Spotify is launching a new promotional campaign for its ‘Viva Latino’ playlist, which now has more than 11.3 million followers. The campaign is accompanied by some new figures from the streaming service about Latin music listening on its platform.
Spotify says that in the last month, more than 187 million people globally have listened to at least one Latin track, and overall 20.4bn Latin songs have been streamed on the service. The company also says that those streams have grown 1,680% over the past seven years.
(Which by our calculations suggests around 1.15bn monthly streams back in late 2014. Spotify had launched in Mexico in April 2013, various other Latin American countries in December 2013, and then Brazil in May 2014.)

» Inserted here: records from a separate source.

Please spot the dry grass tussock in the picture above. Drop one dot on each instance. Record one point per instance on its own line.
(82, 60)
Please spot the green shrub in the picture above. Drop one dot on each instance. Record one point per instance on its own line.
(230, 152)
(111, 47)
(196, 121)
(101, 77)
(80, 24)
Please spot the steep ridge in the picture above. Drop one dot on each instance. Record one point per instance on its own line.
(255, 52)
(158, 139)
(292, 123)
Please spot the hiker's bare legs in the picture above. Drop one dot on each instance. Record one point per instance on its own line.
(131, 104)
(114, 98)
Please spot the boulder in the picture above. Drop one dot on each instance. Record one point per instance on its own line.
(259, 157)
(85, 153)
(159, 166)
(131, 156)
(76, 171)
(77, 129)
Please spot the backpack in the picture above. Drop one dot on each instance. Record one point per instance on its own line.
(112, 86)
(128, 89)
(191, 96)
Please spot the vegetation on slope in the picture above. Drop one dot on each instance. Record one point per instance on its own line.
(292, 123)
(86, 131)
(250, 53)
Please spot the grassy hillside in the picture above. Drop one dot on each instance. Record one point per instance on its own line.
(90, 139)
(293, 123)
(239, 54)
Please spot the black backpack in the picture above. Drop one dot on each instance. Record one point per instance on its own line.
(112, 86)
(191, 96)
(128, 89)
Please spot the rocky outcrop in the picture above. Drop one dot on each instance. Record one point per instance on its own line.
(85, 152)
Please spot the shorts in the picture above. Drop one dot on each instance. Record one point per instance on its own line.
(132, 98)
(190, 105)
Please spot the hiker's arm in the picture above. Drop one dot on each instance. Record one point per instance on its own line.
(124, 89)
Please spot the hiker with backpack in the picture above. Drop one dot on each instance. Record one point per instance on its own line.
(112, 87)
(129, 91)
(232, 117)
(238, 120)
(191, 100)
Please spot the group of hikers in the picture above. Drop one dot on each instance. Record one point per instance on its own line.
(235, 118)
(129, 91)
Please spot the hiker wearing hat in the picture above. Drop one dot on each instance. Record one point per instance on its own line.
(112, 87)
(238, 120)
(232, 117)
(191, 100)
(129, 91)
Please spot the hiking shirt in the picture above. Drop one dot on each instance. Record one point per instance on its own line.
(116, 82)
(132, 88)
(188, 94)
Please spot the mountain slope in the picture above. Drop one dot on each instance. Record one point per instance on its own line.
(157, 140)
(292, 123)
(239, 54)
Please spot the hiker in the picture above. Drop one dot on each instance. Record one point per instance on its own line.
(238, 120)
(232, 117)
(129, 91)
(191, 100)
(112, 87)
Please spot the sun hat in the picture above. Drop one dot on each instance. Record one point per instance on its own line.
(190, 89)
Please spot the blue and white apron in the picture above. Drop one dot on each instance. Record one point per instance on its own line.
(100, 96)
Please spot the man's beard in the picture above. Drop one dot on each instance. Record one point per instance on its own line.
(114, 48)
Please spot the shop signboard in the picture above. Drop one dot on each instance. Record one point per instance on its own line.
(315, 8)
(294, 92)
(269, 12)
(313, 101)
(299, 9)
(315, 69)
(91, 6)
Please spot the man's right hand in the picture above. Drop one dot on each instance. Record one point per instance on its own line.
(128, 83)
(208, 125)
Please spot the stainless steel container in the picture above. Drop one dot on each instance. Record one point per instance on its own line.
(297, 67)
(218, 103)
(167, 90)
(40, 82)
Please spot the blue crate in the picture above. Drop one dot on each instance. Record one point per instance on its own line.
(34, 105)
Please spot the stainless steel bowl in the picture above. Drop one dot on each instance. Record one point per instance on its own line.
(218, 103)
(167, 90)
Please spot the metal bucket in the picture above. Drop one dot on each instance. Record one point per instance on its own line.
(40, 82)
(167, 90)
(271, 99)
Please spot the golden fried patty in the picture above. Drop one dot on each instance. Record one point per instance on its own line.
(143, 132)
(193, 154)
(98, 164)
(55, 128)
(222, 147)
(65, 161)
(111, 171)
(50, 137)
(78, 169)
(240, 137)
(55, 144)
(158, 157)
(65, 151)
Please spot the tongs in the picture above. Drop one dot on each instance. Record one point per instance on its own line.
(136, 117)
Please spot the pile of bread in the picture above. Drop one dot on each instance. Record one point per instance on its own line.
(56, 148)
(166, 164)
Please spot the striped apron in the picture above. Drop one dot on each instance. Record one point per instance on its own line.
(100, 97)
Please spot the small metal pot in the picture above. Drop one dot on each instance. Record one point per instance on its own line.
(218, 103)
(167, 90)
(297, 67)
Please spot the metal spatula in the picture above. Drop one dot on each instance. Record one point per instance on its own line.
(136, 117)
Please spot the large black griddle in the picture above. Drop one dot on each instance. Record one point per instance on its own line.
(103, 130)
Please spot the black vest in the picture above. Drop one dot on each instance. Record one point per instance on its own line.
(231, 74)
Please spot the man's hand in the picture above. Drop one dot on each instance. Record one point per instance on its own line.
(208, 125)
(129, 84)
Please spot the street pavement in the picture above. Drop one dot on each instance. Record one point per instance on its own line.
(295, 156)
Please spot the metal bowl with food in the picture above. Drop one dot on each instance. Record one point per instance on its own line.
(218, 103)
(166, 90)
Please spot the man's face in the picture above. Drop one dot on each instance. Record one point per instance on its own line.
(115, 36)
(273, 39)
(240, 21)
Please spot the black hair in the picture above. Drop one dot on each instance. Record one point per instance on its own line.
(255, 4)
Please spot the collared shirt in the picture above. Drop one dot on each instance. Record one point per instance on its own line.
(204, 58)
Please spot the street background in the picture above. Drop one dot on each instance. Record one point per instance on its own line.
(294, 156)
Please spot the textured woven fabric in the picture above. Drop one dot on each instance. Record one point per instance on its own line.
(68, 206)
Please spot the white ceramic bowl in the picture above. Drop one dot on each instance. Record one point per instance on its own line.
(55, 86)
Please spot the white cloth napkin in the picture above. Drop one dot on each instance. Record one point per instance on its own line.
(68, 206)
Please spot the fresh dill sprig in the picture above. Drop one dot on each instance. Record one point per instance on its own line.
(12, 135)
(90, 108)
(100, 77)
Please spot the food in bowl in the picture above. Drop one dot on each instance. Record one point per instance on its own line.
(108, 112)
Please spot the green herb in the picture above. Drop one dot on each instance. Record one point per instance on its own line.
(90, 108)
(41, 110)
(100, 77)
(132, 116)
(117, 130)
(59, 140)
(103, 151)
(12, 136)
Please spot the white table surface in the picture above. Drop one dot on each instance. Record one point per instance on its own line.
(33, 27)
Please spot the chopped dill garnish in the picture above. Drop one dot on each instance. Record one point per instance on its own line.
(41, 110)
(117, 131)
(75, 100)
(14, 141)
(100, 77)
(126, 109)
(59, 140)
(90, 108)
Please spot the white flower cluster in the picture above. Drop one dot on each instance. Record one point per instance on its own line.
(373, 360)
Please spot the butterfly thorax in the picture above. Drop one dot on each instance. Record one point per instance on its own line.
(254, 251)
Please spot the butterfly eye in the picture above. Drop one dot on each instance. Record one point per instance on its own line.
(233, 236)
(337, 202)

Spotify also says that more than 50% of its Latin music listeners are under 30 years old; that they discover 46% more music than regular listeners; and that it streamed nearly 11bn hours of Latin music globally in 2020. Mexico is the biggest market, followed by the US and Spain.
These stats are part of the bigger picture of Latin music’s growth. It’s particularly pronounced in the US, where industry body the RIAA recently revealed that Latin music revenues grew by 37% in the first half of 2021, outstripping the overall recorded music market’s growth of 27%. Streaming body DiMA also recently published research claiming that Latin music fans stream “nearly 30% more music than non-Latin listeners” in the US.
There’s also a wider story about Spotify’s growth in Latin America itself, as told through the figures published in its financial results in recent years. In September 2018, Spotify had just over 42 million monthly active users and 17.4 million subscribers in Latin America, with those figures growing to 83.8 million users and 34.4 million subscribers by September 2021.
The proportion of Spotify’s listeners in that region has remained the same: 22% of its users and 20% of its subscribers. But as the figures announced this week are designed to show, the trend that has driven Latin music listening’s growth on Spotify in the past seven years has been its explosion well beyond its home continent.